It's Always You, K

895 139 5
                                    

Kata orang, seiring berjalannya waktu kita akan bisa merelakan. Tapi kurasa itu omong kosong. Bahkan hingga kini, saat ragamu tak di sini, saat senyum hangatmu tak bisa kunikmati, aku belum bisa sepenuhnya merelakanmu. Atau mungkin, memang tak sama sekali.

Aku ingat betul bagaimana hancurnya aku kala itu. Saat dengan teganya kamu merelakanku dimiliki orang lain. Padahal jelas-jelas kamu tau siapa yang aku cintai. Rasanya bahkan jauh lebih buruk daripada melihatmu hidup dengan pasanganmu.

Konyol rasanya saat pikiran-pikiran aneh muncul di benakku. Menghubungi dan mengajakmu pergi sejauh mungkin dari semua orang, hanya salah satu dari banyak hal yang kupikirkan tentangmu. Yang kemudian membuatku sakit sendiri karena semuanya hanya sebatas angan.

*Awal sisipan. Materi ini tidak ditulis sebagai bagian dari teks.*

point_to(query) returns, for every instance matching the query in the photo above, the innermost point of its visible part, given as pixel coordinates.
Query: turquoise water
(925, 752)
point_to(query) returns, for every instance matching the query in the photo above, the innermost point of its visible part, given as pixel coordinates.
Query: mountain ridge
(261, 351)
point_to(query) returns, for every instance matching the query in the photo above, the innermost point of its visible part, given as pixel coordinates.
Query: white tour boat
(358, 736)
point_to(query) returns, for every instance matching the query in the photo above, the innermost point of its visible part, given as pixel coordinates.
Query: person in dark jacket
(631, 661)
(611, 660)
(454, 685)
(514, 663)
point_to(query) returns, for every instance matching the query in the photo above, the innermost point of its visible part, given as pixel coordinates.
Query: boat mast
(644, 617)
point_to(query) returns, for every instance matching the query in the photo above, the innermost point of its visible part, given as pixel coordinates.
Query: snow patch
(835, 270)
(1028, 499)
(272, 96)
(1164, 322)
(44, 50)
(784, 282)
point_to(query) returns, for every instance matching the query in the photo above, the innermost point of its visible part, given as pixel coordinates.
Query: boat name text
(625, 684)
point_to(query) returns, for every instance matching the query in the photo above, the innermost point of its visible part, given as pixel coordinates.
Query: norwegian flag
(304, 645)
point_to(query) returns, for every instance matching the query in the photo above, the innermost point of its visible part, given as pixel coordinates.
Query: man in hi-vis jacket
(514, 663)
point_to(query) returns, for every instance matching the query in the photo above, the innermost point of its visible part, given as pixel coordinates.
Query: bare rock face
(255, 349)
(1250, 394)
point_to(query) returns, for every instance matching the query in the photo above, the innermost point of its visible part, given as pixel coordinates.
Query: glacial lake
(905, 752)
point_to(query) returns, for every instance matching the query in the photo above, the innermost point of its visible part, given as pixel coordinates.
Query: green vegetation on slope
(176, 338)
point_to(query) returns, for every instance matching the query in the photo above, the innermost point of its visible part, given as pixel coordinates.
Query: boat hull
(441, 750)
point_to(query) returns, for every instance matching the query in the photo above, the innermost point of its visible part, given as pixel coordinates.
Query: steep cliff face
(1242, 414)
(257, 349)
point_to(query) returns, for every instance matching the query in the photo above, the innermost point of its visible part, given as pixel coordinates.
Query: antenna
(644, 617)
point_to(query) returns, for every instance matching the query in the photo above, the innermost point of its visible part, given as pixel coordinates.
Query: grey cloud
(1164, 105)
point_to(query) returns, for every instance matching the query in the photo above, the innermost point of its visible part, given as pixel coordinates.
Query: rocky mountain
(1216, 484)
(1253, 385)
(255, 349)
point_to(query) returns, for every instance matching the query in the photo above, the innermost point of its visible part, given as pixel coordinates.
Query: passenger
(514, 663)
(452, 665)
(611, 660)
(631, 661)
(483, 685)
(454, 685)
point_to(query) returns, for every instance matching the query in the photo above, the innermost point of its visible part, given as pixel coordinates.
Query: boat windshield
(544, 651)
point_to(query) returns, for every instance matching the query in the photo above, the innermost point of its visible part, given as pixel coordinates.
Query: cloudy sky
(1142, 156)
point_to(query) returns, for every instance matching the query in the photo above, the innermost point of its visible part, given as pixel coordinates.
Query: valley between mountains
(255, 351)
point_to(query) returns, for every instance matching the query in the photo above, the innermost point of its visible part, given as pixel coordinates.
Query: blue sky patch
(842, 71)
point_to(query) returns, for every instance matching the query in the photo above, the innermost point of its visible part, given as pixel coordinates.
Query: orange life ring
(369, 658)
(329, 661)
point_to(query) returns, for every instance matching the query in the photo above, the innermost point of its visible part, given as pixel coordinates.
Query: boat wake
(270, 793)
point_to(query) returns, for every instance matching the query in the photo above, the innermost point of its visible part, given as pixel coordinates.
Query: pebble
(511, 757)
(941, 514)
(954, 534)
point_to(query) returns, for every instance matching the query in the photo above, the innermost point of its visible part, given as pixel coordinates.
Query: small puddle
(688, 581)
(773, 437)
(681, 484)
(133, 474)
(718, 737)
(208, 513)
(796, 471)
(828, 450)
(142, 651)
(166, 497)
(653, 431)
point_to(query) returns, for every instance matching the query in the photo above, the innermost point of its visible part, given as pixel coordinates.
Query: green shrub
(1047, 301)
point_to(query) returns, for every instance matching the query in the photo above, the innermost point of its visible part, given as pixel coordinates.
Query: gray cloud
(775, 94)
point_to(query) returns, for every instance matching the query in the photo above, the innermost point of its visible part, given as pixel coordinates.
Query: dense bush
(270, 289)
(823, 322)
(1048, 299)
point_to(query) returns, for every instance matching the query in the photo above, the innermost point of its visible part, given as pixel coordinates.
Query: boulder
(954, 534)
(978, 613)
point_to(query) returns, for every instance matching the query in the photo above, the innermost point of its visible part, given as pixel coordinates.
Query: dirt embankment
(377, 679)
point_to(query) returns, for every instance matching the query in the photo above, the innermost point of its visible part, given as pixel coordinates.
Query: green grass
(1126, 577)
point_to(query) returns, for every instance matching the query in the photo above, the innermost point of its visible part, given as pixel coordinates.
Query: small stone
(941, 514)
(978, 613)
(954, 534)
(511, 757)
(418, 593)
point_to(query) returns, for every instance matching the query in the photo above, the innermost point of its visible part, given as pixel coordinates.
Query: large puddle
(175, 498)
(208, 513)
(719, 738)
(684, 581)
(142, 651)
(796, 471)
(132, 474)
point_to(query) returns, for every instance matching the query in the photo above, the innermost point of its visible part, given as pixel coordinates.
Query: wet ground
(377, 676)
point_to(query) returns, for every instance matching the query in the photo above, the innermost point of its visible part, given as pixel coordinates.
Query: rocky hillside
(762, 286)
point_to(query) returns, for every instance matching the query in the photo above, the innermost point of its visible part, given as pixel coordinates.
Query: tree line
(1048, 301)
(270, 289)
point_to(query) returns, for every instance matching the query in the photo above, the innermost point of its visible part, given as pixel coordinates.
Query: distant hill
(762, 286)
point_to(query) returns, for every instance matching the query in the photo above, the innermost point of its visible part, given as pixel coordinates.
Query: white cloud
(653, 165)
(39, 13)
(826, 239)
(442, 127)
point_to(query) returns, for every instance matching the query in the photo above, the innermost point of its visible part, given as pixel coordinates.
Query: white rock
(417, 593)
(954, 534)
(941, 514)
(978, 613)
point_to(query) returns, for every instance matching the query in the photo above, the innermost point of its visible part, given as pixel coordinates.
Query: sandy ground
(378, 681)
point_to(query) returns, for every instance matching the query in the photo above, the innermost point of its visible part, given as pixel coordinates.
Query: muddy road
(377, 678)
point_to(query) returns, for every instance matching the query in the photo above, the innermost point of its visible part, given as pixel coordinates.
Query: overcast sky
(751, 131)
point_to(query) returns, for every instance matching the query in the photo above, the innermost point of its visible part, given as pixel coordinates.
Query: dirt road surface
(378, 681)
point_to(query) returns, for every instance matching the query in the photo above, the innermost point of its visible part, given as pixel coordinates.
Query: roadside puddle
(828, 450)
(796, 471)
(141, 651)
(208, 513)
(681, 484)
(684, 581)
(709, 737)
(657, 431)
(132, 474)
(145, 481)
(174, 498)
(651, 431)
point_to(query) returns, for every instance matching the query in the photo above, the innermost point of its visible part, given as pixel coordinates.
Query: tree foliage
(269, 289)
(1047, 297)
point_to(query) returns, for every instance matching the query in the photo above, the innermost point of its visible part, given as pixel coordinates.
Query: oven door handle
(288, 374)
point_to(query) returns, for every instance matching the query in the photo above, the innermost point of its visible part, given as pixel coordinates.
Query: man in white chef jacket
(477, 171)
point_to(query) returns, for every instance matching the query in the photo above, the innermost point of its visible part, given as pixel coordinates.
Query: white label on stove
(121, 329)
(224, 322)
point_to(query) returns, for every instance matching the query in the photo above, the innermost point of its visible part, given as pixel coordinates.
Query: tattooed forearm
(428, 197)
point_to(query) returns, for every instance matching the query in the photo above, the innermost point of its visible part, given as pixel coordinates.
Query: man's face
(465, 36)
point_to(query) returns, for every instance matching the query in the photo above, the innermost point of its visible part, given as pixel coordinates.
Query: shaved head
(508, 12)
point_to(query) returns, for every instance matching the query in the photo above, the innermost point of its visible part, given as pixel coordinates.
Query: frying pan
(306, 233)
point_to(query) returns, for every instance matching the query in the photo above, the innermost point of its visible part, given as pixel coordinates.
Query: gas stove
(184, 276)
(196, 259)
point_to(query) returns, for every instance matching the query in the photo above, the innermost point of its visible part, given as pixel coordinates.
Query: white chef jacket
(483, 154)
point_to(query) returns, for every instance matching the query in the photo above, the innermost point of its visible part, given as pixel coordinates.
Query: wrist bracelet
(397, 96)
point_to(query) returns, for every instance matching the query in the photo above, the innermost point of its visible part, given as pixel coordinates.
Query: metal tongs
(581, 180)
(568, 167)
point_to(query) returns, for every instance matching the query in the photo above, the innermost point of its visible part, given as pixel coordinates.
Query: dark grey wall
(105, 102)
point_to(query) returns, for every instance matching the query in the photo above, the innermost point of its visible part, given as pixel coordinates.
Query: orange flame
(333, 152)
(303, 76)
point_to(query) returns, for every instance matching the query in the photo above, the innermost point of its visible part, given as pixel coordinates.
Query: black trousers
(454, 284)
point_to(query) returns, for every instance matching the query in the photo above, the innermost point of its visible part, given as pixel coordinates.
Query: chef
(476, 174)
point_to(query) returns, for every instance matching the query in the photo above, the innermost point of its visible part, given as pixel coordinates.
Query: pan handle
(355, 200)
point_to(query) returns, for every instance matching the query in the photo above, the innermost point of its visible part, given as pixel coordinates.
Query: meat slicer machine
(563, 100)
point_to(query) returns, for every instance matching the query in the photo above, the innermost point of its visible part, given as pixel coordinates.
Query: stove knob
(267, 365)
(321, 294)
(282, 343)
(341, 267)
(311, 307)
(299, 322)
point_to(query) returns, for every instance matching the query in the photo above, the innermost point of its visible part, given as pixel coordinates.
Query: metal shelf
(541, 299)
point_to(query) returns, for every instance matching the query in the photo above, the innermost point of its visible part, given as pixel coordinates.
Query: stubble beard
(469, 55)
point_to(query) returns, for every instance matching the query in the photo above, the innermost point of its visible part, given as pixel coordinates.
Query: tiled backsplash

Jika bisa kuputar waktu, mungkin akan kubiarkan kamu menguatarakan perasaanmu kala itu. Di atas rooftop sekolah yang begitu kamu sukai, tempat kita selalu menghabiskan waktu bersama. Mungkin juga kamu yang mendampingiku saat ini. Menemani setiap hari-hariku. Tapi lagi-lagi itu hanya sebatas angan.

"Sayang, kamu belum siap?"

Tak ada yang spesial. Rasanya tak sama ketika kamu yang mengucapkannya. Padahal kamu hanya menyebut namaku, tapi itu selalu sukses membuatku sibuk menetralkan detakan jantung.

Kinal, taukah kamu, bahwa tak ada satu hari pun namamu tak kusebut dalam doa. Aku bahkan malu pada Tuhan karena selalu mengungkapkan hal yang sama. Mengungkapkan betapa aku merindumu. Tapi setidaknya Tuhan tak akan memberitau siapa pun. Atau jika Ia mau, kuharap kamu orang yang diberitau.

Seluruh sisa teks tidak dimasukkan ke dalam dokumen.